From: The New York Daily News, 12/13/2004
By: CELIA McGEE
There’s one group of people Keri Russell is praying won’t come to see her in Neil LaBute’s new play, “Fat Pig,” and it’s not those who strongly dislike his scathing work.
It’s a co-op board.
“I have an accepted offer on the most wonderful apartment,” she says, sipping a latte in a restaurant across from the Lucille Lortel Theatre, where the play opens tomorrow.
“I’m worried that the board already doesn’t like me. Too young.” She’s 28. “And an actress.”
She may or may not be right that the play, in which she’s a cruel and controlling super-babe out to get her ex’s super-sized new girlfriend, will rub some the wrong way.

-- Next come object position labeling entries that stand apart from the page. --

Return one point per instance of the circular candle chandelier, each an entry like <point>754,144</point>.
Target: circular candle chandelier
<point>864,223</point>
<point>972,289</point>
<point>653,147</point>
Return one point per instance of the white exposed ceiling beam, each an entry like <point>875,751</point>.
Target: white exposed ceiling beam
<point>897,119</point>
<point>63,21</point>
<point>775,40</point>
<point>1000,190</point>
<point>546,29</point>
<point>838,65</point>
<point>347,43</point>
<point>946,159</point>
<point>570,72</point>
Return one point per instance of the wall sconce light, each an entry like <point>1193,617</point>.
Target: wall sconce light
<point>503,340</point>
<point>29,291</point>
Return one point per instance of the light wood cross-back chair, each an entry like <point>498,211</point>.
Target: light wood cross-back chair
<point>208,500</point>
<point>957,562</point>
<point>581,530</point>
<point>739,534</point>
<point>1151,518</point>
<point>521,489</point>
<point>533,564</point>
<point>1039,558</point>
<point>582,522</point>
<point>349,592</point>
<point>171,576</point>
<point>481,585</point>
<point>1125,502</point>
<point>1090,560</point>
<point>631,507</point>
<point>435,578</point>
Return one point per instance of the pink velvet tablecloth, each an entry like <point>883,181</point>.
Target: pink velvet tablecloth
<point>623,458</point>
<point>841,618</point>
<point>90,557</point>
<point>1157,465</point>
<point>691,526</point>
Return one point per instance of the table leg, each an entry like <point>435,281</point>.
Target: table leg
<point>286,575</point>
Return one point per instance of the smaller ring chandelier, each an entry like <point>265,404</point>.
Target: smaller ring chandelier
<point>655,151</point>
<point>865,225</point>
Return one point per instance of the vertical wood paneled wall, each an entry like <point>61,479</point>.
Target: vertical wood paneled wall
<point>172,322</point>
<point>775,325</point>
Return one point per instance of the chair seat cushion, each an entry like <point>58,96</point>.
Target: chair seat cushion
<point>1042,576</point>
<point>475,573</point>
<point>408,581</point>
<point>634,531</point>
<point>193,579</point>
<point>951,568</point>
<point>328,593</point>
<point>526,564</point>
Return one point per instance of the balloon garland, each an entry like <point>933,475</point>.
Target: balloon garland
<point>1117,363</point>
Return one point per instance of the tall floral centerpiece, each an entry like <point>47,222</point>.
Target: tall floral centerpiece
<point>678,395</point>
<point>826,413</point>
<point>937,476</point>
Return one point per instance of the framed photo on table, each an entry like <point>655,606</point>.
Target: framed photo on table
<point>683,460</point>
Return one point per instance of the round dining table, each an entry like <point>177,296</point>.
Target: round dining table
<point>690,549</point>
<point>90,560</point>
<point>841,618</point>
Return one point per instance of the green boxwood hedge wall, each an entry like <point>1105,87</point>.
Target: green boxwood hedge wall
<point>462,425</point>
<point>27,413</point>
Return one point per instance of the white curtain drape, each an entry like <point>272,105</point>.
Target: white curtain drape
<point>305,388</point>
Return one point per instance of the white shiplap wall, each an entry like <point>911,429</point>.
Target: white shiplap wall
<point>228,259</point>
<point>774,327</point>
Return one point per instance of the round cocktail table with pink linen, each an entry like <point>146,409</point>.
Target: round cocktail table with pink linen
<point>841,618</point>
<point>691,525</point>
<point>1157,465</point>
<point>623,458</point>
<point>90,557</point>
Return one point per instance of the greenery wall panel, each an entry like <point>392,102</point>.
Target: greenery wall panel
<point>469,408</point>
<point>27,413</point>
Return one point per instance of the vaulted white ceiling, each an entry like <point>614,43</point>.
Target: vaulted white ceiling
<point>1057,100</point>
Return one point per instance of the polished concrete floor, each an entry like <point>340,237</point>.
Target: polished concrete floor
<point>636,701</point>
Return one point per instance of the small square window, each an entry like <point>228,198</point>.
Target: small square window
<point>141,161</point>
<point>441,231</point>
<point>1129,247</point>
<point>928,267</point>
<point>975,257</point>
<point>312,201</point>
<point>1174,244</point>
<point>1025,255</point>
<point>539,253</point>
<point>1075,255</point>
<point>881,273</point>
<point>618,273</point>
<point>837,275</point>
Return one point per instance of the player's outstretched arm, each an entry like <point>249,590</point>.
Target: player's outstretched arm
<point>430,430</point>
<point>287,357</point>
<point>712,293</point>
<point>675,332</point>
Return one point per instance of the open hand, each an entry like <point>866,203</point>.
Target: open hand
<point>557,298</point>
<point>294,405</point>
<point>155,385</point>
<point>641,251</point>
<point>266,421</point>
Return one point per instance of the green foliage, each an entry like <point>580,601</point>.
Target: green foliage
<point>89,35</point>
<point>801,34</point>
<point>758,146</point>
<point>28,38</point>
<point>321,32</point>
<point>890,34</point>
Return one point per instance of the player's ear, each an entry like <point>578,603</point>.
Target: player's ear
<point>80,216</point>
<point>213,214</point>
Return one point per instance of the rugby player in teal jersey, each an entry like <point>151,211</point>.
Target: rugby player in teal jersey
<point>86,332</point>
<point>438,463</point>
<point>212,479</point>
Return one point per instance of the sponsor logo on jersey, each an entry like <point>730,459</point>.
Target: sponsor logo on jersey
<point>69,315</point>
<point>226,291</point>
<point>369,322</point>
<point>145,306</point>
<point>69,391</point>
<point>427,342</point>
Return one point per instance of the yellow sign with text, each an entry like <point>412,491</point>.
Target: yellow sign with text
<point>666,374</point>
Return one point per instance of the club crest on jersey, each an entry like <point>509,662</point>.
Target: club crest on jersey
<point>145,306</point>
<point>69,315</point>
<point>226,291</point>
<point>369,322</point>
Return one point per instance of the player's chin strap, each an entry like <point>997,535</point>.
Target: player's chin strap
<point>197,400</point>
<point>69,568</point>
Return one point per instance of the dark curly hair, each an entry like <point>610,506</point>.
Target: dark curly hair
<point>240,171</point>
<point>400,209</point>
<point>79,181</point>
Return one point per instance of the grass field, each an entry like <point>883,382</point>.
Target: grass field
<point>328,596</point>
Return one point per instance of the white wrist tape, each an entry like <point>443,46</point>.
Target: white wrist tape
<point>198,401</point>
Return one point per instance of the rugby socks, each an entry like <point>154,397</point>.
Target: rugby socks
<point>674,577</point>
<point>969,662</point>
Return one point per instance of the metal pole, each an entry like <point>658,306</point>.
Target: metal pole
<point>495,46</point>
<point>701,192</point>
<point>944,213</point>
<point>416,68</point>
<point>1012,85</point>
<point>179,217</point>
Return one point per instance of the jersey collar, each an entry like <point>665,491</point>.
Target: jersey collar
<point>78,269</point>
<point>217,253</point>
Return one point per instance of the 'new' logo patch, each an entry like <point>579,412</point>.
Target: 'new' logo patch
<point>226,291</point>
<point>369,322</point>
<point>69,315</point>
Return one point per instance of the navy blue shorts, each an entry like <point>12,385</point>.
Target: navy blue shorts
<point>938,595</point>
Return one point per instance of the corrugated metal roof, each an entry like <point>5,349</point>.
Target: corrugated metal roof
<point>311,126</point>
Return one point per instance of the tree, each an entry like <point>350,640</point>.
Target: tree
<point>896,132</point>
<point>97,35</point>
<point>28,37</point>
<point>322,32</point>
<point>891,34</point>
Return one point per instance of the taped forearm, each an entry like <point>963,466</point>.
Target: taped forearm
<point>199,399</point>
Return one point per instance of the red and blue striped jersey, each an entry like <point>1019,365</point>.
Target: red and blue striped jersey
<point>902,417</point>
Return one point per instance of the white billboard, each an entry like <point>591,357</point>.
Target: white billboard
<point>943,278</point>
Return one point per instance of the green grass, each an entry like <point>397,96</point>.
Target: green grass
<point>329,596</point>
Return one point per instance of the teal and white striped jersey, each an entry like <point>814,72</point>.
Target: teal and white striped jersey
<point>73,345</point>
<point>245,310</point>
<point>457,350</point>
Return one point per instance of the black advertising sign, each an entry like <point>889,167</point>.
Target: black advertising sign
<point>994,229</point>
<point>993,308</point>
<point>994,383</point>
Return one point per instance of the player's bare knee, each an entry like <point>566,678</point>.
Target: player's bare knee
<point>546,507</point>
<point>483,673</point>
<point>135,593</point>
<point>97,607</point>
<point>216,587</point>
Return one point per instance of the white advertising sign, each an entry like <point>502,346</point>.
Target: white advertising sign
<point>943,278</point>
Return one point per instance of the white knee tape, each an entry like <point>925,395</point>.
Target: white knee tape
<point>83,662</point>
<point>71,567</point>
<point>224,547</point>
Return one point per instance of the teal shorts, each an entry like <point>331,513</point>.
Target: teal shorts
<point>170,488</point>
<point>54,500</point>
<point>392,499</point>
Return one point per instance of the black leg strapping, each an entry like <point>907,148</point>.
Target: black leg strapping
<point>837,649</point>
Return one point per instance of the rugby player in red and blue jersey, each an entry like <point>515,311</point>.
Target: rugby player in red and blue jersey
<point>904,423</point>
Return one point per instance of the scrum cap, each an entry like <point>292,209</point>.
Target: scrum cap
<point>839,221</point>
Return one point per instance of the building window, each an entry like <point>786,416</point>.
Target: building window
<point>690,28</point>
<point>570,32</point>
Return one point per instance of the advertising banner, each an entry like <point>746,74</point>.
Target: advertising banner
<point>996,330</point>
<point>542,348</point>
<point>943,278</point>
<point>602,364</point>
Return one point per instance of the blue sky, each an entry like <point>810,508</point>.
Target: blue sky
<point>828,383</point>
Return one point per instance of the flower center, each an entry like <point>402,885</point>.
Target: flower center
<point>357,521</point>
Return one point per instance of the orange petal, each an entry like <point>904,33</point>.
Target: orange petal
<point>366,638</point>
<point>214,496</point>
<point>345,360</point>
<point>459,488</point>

She stars with Jeremy Piven, Andrew McCarthy and Ashlie Atkinson (as the title’s porker).
What’s definite is that her character, Jeannie, is about as far from “Felicity” as you can get. The role of the pretty, sensitive curly-maned NYU student shot the former Mousketeer to celebrity on the WB in 1998. The series ended 2½ years ago, and Russell says she has traveled a long distance since.
An identity crisis almost made her give up acting. Then, cast in several movies back to back, she spent most of last year in Calgary, Canada, first shooting a Hallmark Hall of Famer set in the ’40s, then playing an 1830s pioneer woman in Steven Spielberg’s “Into the West.”
Afterward, she rented a car and drove “all alone” through the Rockies to Vancouver. In the end she decided to live in New York, a place Felicity Porter knew well, but less familiar to this California girl.
“I needed to be where no one cares who’s doing what movie. It saved me,” she says.
“Fat Pig” has proved part of that salvation. Even more than landing in a play by one of the country’s hottest playwrights, Russell finally – finally! – got to play someone mean.
“Who knew,” she crows. “It’s been so much fun. It’s like going to therapy every night. It’s not just mean, it’s Neil LaBute mean – every word is so precise and so dynamic and so funny.”
She uses an alliterative adverb with “funny” that would never have passed Felicity’s lips.
Russell seems a little wistful she hasn’t been able to change her own “emotional, nice/weak” personality, especially because she worries that it attracts her to less than gentle, “provocative” people (read, men).
But she says she’s learned “it’s healthy to laugh at uncomfortable things,” as the audience is encouraged to do at “Fat Pig.” “We’re totally obsessed with weight in this country, yet no one can bring themselves to say the word ‘fat’ in the play except [Atkinson’s] Helen. She’s by far the heroine of the piece – the one with morals and values who tries to improve the world.”
Russell’s immediate plans are to improve the world for her Texas-based family – with its first Christmas trip to New York. “I don’t think my dad has ever been here,” she says. “He and my mom are going to stay at a bed-and-breakfast where I can wave to them from my window. My sister is sharing my bed, my brother is sleeping on the couch, and my nephew will be on the floor.” Cozy.
She really needs that new apartment.